In order to minimize the I/O required for checkpoints, we need to know how dirty the cache is.
I think we could measure the dirtiness of the cache by bytes or by pages; bytes if we believe reconciling a page with a lot of changes is more expensive than reconciling a page with only a few changes, and pages if we believe reconciling a page is pretty much the same cost regardless of the number of changes to it.
I'm inclined to go with pages: it seems the real cost is the I/O which is better described by a dirty-page count. A dirty byte count isn't interesting unless the page has so many appends or inserts it splits into multiple pages, that is, if the dirty byte count is really large, it reflects a probability for multiple I/Os during a single page reconciliation.
What if we:
1. have the serialization function increment a global counter when a page is first marked dirty (if the page's write generation and disk generations are the same), and the eviction server increment a corresponding counter when a page is reconciled
2. add an eviction_dirty configuration string which is an absolute value (1-N), the number of pages that can be dirty before eviction wakes up and starts pushing dirty pages out of the cache
3. change eviction to respect that new configuration value, and distinguish if we're pushing only dirty pages out
Questions:
- In Berkeley DB, the configuration is based on the percentage of the cache that needs to be clean, but with a variable-sized set of pages, I think an absolute number of pages to push at checkpoint is a better measurement.
- It's tricky to know when a dirty page is clean without going through the serialization thread.
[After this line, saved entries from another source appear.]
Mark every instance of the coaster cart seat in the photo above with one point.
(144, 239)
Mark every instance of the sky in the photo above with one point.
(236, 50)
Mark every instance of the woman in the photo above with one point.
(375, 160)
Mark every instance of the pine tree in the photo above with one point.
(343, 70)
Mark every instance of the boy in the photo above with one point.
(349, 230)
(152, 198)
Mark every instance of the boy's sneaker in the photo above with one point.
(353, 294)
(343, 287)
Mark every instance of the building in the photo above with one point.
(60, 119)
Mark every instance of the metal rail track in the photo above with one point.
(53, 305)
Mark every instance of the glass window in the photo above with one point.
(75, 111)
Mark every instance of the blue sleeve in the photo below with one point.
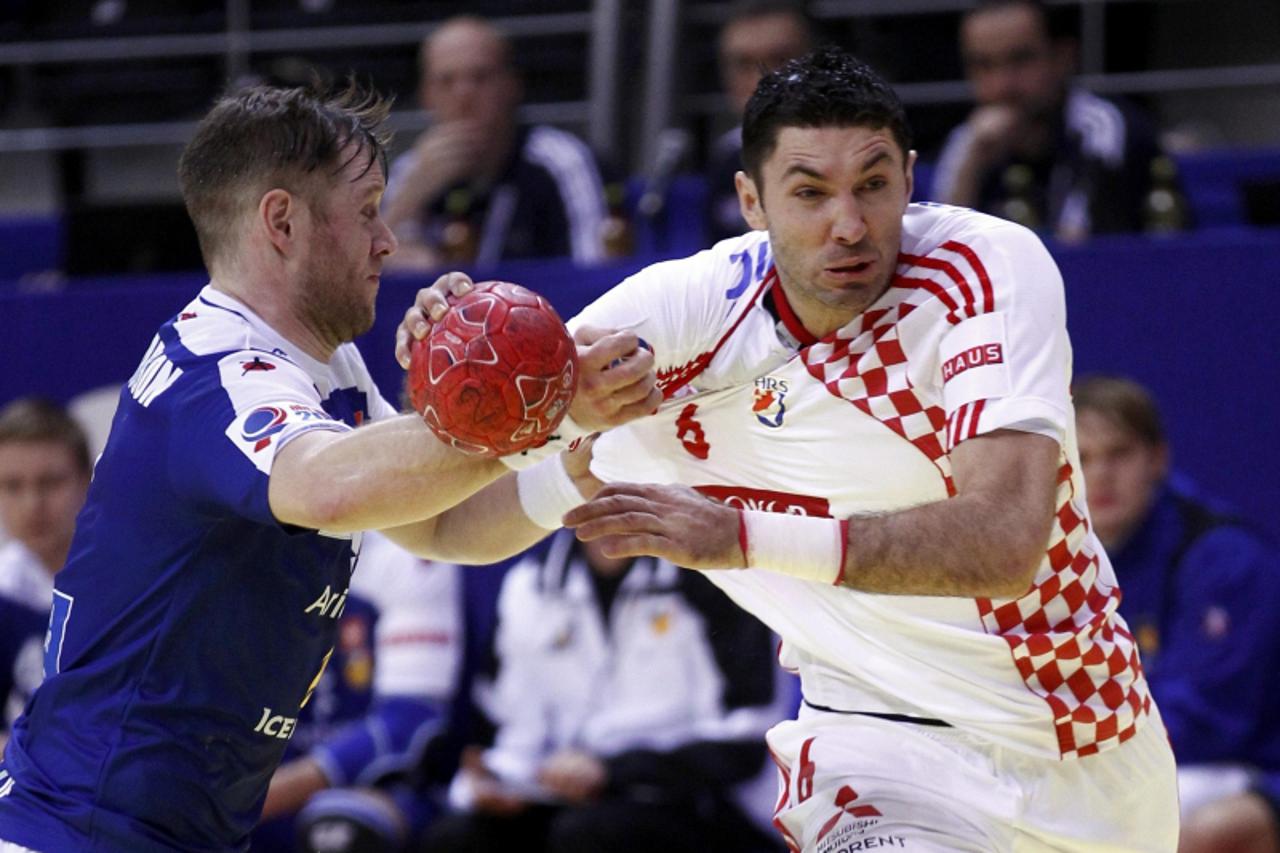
(392, 737)
(1223, 639)
(228, 424)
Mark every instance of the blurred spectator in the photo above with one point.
(758, 36)
(631, 698)
(343, 785)
(479, 187)
(1037, 149)
(44, 477)
(1202, 597)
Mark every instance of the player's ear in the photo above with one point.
(277, 211)
(910, 173)
(749, 201)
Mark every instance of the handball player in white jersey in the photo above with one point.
(868, 442)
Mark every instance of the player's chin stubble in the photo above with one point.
(337, 308)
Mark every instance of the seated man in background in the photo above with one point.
(1037, 149)
(1202, 596)
(375, 710)
(44, 477)
(758, 36)
(630, 702)
(479, 187)
(45, 469)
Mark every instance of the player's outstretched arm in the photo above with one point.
(507, 516)
(987, 541)
(382, 475)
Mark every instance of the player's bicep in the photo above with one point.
(1013, 470)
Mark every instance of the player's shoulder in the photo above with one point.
(970, 238)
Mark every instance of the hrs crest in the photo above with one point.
(768, 402)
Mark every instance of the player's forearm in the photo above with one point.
(383, 475)
(485, 528)
(292, 787)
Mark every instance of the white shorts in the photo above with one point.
(851, 783)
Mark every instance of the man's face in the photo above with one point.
(41, 489)
(1121, 473)
(1010, 60)
(753, 46)
(348, 243)
(832, 200)
(467, 78)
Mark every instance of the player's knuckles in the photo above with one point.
(585, 336)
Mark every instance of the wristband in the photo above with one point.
(547, 492)
(800, 546)
(563, 438)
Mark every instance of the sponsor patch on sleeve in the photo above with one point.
(973, 361)
(259, 430)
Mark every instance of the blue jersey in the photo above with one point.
(1202, 594)
(22, 630)
(188, 626)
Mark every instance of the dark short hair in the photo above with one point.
(35, 419)
(264, 137)
(826, 87)
(1123, 402)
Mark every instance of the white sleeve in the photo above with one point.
(1010, 365)
(679, 308)
(273, 401)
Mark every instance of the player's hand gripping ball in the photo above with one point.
(496, 375)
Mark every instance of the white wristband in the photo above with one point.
(800, 546)
(562, 438)
(547, 492)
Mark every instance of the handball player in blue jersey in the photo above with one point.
(210, 565)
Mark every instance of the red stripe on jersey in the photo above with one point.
(787, 314)
(937, 290)
(675, 378)
(947, 268)
(977, 415)
(976, 263)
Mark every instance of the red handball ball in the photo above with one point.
(496, 375)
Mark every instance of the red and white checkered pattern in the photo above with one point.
(1066, 642)
(865, 364)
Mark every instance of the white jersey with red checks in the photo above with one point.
(969, 338)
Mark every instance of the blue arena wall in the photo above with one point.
(1193, 316)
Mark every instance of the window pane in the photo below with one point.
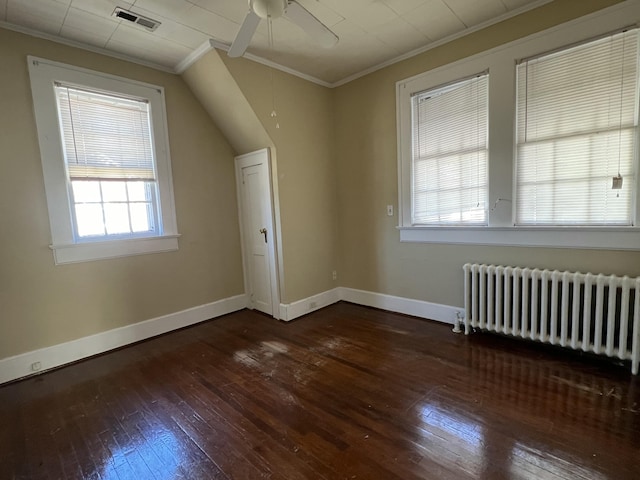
(86, 191)
(141, 215)
(114, 191)
(116, 218)
(449, 143)
(89, 220)
(576, 130)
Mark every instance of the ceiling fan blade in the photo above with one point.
(310, 24)
(244, 36)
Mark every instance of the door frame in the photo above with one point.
(244, 161)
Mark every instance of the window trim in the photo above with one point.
(66, 249)
(501, 64)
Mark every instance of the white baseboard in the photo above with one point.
(19, 366)
(291, 311)
(408, 306)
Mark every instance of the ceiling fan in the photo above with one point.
(270, 9)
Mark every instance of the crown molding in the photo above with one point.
(84, 46)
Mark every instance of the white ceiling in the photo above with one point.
(371, 32)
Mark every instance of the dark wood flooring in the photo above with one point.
(344, 393)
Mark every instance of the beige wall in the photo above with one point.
(371, 256)
(42, 304)
(306, 172)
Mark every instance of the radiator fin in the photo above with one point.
(593, 313)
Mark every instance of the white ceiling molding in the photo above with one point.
(84, 46)
(205, 47)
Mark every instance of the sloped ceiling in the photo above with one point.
(372, 32)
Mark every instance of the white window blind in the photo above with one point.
(105, 136)
(576, 129)
(449, 154)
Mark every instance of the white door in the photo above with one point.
(257, 227)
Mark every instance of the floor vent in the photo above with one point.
(141, 20)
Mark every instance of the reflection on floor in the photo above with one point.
(346, 392)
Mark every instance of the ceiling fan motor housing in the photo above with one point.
(268, 8)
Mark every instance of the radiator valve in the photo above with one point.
(456, 325)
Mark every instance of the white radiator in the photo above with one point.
(583, 311)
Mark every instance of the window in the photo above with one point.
(106, 163)
(449, 160)
(576, 132)
(560, 142)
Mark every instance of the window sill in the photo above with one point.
(611, 238)
(86, 252)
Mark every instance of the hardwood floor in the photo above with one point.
(344, 393)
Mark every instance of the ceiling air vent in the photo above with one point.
(141, 20)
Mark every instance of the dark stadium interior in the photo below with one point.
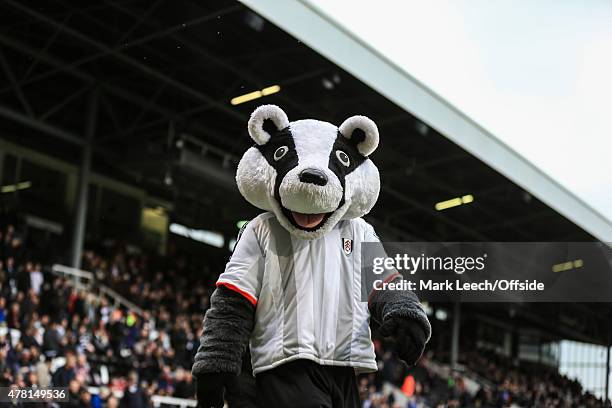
(150, 83)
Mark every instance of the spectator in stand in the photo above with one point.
(64, 375)
(134, 396)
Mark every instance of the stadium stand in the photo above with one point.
(60, 331)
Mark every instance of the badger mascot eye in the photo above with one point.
(280, 153)
(343, 158)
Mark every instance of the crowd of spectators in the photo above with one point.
(53, 333)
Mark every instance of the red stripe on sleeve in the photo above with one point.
(236, 289)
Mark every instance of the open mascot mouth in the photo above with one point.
(306, 222)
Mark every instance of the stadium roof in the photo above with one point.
(524, 87)
(162, 75)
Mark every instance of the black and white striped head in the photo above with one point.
(311, 174)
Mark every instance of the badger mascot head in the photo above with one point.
(310, 174)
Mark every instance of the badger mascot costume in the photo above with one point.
(292, 288)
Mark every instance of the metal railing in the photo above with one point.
(85, 280)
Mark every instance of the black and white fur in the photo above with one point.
(311, 167)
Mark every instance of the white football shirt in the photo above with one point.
(307, 293)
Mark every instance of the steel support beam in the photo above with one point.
(80, 207)
(608, 372)
(455, 335)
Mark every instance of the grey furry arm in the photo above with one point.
(227, 327)
(386, 304)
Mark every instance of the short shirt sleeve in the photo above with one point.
(244, 271)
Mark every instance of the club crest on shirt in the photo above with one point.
(347, 245)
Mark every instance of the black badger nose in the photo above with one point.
(313, 176)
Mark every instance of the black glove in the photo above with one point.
(210, 389)
(409, 336)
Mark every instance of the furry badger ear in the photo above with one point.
(266, 119)
(361, 131)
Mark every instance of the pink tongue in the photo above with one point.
(307, 220)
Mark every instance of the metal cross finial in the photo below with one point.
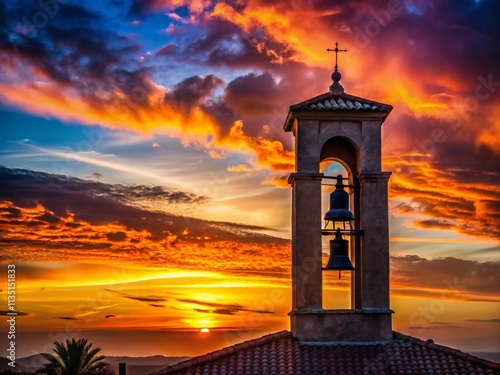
(336, 50)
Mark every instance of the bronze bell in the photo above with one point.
(339, 258)
(339, 204)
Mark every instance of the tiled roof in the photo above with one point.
(331, 101)
(280, 353)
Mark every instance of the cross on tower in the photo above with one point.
(336, 50)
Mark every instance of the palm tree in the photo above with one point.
(75, 358)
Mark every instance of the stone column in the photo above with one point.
(306, 241)
(375, 242)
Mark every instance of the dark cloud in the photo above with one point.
(253, 94)
(166, 50)
(137, 298)
(222, 309)
(483, 320)
(192, 91)
(455, 276)
(156, 305)
(98, 203)
(77, 49)
(7, 312)
(118, 236)
(10, 212)
(49, 218)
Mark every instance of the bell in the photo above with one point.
(339, 259)
(339, 204)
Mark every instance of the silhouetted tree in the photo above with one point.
(75, 357)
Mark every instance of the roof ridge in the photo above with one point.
(228, 350)
(329, 94)
(429, 343)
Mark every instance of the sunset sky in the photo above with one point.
(143, 164)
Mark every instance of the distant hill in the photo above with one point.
(135, 365)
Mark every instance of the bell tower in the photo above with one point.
(337, 126)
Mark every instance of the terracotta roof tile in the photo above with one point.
(331, 101)
(280, 353)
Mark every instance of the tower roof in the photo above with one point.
(335, 102)
(280, 353)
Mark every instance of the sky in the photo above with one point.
(143, 192)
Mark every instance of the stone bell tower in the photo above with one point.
(337, 126)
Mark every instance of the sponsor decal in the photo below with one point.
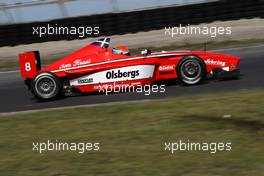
(76, 63)
(215, 62)
(166, 67)
(84, 81)
(119, 74)
(116, 75)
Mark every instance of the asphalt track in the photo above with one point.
(15, 96)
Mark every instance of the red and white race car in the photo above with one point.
(95, 66)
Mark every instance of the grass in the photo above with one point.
(6, 65)
(132, 138)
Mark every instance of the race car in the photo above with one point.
(96, 65)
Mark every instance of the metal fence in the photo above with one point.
(135, 21)
(25, 11)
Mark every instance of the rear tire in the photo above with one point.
(191, 70)
(46, 86)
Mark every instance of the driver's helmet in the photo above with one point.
(121, 50)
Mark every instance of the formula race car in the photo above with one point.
(95, 66)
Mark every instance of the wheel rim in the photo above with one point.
(191, 70)
(45, 87)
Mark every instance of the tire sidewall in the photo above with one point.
(202, 71)
(51, 76)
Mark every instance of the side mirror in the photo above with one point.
(145, 52)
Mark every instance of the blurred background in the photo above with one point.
(114, 17)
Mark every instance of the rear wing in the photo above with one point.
(29, 64)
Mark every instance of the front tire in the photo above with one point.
(191, 70)
(46, 86)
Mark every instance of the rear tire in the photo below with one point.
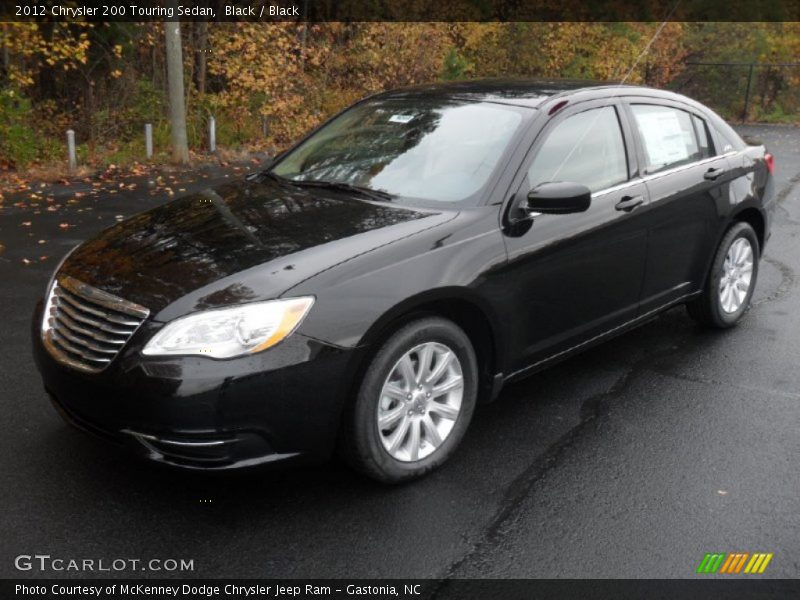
(729, 288)
(414, 403)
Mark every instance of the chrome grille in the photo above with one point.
(86, 328)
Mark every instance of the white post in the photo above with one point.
(73, 158)
(148, 140)
(212, 134)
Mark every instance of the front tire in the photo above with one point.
(414, 403)
(729, 288)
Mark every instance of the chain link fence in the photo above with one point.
(768, 92)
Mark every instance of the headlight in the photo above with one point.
(229, 332)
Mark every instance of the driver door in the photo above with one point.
(576, 276)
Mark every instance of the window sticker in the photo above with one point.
(663, 137)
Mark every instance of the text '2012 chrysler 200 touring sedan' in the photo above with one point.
(398, 265)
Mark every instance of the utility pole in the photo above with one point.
(177, 102)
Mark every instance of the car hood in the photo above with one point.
(240, 242)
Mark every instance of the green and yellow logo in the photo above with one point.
(734, 563)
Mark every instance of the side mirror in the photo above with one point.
(558, 198)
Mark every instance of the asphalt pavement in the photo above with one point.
(633, 459)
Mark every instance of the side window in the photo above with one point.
(585, 148)
(703, 139)
(668, 136)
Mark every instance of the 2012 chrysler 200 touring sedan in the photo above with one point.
(398, 265)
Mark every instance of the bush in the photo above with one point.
(20, 143)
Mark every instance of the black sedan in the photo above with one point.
(398, 265)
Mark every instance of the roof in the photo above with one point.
(531, 92)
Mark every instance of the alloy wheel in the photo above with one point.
(420, 401)
(737, 273)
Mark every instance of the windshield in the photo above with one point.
(432, 149)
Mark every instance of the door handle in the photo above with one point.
(628, 203)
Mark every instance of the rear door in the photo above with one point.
(574, 276)
(685, 179)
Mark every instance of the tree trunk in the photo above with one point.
(177, 103)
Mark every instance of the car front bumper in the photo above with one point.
(280, 406)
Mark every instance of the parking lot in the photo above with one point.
(633, 459)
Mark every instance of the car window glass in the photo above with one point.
(667, 135)
(702, 137)
(585, 148)
(440, 149)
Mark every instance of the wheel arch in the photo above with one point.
(753, 217)
(460, 305)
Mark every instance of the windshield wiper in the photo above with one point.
(341, 186)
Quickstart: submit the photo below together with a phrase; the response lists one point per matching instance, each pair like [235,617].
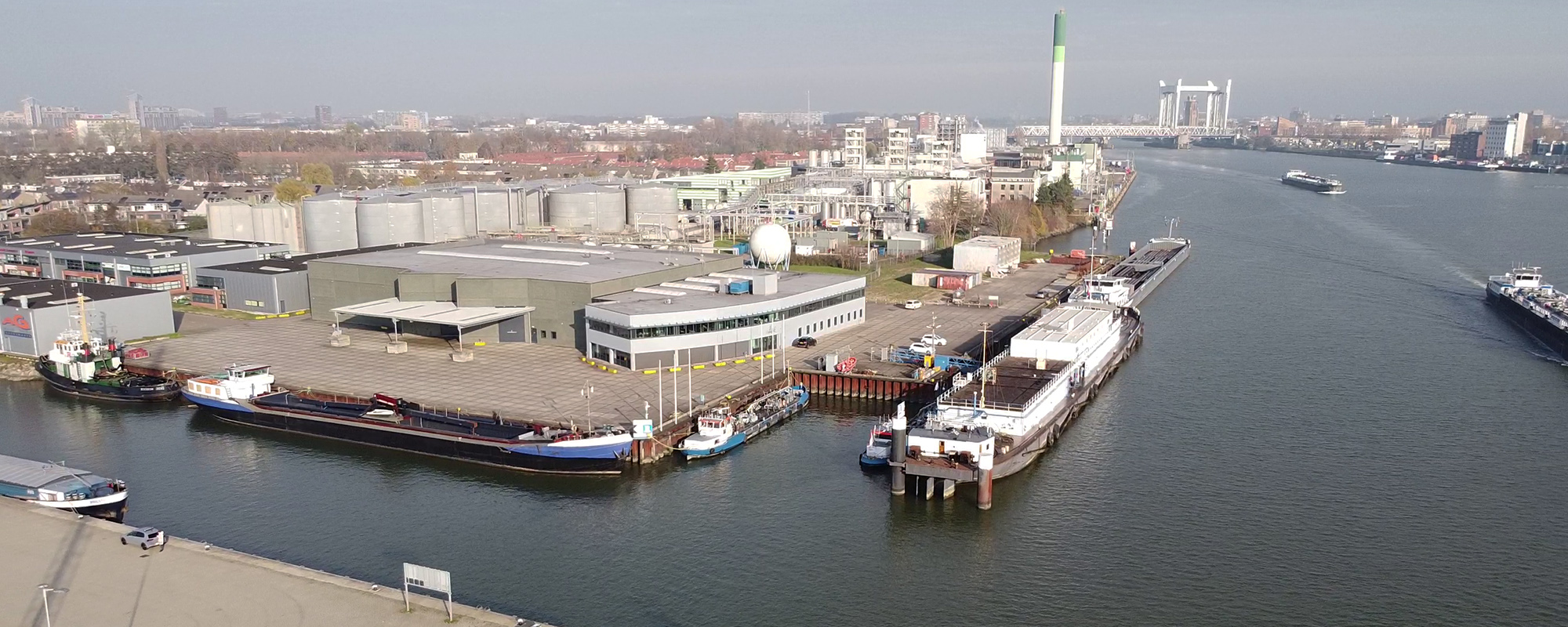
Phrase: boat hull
[551,458]
[724,448]
[111,507]
[1534,325]
[156,393]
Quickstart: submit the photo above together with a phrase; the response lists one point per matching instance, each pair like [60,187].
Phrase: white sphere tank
[771,244]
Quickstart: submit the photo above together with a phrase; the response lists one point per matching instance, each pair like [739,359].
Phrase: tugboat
[60,488]
[1304,181]
[92,368]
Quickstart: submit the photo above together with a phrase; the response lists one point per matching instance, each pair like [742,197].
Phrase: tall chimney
[1059,65]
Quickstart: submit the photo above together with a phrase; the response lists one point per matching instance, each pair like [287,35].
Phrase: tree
[953,212]
[56,223]
[316,175]
[291,190]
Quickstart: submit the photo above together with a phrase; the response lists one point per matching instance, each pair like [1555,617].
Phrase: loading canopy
[435,313]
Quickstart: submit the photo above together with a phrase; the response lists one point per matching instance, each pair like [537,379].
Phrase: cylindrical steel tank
[589,209]
[332,223]
[493,209]
[443,217]
[391,220]
[653,205]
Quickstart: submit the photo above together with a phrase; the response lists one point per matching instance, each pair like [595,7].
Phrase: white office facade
[661,333]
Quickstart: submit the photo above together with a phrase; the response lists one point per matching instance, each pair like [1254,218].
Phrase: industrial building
[989,255]
[495,291]
[34,313]
[153,263]
[720,316]
[270,286]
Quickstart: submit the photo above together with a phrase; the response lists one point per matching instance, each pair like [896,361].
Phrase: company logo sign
[16,327]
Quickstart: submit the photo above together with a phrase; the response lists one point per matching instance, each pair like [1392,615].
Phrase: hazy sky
[697,57]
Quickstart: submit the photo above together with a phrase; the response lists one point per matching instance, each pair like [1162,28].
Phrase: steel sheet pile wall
[332,223]
[391,222]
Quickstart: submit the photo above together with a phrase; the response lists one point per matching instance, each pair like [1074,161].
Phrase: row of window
[722,325]
[813,330]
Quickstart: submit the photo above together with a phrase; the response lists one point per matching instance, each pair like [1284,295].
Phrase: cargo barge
[62,488]
[245,396]
[1525,299]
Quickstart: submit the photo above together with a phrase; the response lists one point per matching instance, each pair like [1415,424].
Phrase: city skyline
[620,60]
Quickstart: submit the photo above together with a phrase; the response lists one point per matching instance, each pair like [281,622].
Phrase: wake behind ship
[245,396]
[1525,299]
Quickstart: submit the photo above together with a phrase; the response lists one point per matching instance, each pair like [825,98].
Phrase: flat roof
[129,245]
[435,313]
[652,300]
[296,264]
[517,259]
[59,292]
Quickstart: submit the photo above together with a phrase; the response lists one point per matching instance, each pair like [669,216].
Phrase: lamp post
[45,590]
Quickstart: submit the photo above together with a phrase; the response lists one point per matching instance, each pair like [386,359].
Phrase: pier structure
[96,581]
Since reconciliation is done by a random thread, and can be dirtied while it's being reconciled, there are obvious races. I think it works if we increment the clean page counter whenever we manage to set the disk generation:
/* * If the write succeeded, no updates were skipped and the disk * generation has not changed in the meantime, update it to the write * generation when reconciliation started. If we managed to clean a * page, increment the count of clean pages. */ if (!r->upd_skipped) if (WT_ATOMIC_CAS(mod->disk_gen, r->orig_disk_gen, r->orig_write_gen)) WT_ATOMIC_ADD(clean_page_counter, 1);
Thoughts?